With the start time of her match pushed way back because of weather delays, Fernandez and Sanders wasted little time getting to work.

The first game featured four deuces, which Fernandez was finally able to close out with a brilliant forehand. It was one of four games in the first set to consist of deuces.

Up 3-2, Fernandez got the better of Sanders on a couple of exchanges, including one with a light forehand that she whizzed by the Australian. At 40-all, it was Sanders who used an ace and a strong forehand to quickly tie things up.

After taking the next game, Fernandez found herself in another 40-all situation, this time with six deuces as both players lost their advantages on unforced errors or the other getting by on clutch forehand shots.

After Fernandez missed on three breakpoint opportunities, a Sanders forehand tied it once more at 4-4.

Up 5-4 in the match but down 15-40 in the 10th game, Fernandez fired back with impressive forehands to tie it up with another deuce, the last shot going down the left side line.

With Sanders serving on set point, Fernandez benefited from a double fault to win it 6-4.

In the second set, it was Sanders who picked things up quickly taking the first two games. Fernandez then won the next three, before Sanders turned it into more of a back and forth affair.

Up 5-4, Fernandez missed on an opportunity to close the set and match as the game went to deuce three times before two misses from the Canadian allowed Sanders to tie it up again.

After trading the next two games, Fernandez struggled with unforced errors, going wide and hitting the net, as Sanders took the final game 7-2 to win the set 7-6 (2).

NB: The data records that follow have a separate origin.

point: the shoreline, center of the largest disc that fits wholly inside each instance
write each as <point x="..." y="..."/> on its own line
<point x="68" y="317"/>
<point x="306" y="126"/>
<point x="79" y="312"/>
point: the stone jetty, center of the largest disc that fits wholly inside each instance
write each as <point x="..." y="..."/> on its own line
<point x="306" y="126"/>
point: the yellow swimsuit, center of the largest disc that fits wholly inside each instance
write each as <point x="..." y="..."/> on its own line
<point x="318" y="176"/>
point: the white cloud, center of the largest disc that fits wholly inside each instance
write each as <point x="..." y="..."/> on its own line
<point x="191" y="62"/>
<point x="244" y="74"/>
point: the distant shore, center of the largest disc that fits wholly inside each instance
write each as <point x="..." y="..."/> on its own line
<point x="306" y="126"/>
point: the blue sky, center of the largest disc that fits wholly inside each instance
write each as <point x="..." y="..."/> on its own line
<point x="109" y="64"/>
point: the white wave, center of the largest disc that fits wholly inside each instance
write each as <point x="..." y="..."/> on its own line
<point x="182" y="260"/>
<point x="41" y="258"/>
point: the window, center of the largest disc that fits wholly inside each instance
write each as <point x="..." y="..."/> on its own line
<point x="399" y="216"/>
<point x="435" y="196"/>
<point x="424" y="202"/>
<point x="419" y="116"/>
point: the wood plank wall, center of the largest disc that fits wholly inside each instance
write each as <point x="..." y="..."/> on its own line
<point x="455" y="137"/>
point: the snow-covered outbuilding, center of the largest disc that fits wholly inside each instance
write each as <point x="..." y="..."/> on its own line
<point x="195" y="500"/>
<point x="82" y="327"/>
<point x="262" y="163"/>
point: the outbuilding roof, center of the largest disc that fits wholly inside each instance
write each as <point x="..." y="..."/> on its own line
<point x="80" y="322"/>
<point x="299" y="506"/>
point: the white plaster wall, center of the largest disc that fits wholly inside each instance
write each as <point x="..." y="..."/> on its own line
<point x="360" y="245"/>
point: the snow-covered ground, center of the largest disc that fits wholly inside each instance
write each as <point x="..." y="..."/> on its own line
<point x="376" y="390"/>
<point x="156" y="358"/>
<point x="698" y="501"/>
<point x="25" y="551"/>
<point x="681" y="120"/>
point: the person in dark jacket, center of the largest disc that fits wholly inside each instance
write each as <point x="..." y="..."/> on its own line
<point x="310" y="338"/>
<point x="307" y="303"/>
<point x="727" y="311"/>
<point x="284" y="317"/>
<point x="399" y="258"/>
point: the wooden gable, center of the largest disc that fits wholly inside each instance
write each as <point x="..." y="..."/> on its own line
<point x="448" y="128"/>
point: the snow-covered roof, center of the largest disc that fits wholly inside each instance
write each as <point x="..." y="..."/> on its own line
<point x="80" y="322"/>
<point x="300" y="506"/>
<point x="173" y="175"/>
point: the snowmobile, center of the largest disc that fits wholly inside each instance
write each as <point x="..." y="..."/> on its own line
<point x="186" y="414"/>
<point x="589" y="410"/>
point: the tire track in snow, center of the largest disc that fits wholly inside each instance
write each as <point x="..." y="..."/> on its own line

"I was pretty disappointed that I couldn't convert my first match point or my second match point," Fernandez said. "When the third set started, I was lucky enough to see my corner and (see) my dad saying 'just keep fighting, keep working through it. It's not going to be the easiest match and we knew that from the get-go.'

"That just reminded me of all the times we had some difficulty in training sessions and I got back to it and just started working harder."

In the final set, both players found themselves in another back and forth — until Fernandez once again figured a way to win consecutive games. A cross-court forehand later followed by an unforced error from Sanders, put Fernandez up 3-2 after being down 2-1.

After trading games, and Fernandez up 4-3, the two players went to six deuces before a Fernandez forehand and another error from Sanders put the Canadian up 5-3.

With a chance to advance on the line, Fernandez delivered with the home crowd behind her.

"I'm just happy with the way that I was stronger mentally to accept it in certain moments and then get back to work," she said. "It's obviously not my best level but I was just happy that I was able to fight through all these emotions that I had for myself."

The 13th-ranked Fernandez will next play Brazil's Beatriz Maia on Wednesday in singles action.

Fellow Canadian Katherine Sebov of Toronto fell to Yulia Putintseva of Florida 6-3, 2-6, 5-7.

Earlier in the day, Serena Williams got her reminder as to what it was like to win again.

The 23-time Grand Slam champion earned her first win of the season — and first since June 4, 2021 at the French Open — defeating Nuria Parrizas-Diaz 6-3, 6-4 in the opening round of the National Bank Open.

"I'm just happy to get a win. It's been a very long time, I forgot what that felt like," she said.

It's just the second tournament of the season for Williams, who made her return to competition at Wimbledon just over a month ago. She fell in the first round to Harmony Tan in three sets at the All England Club.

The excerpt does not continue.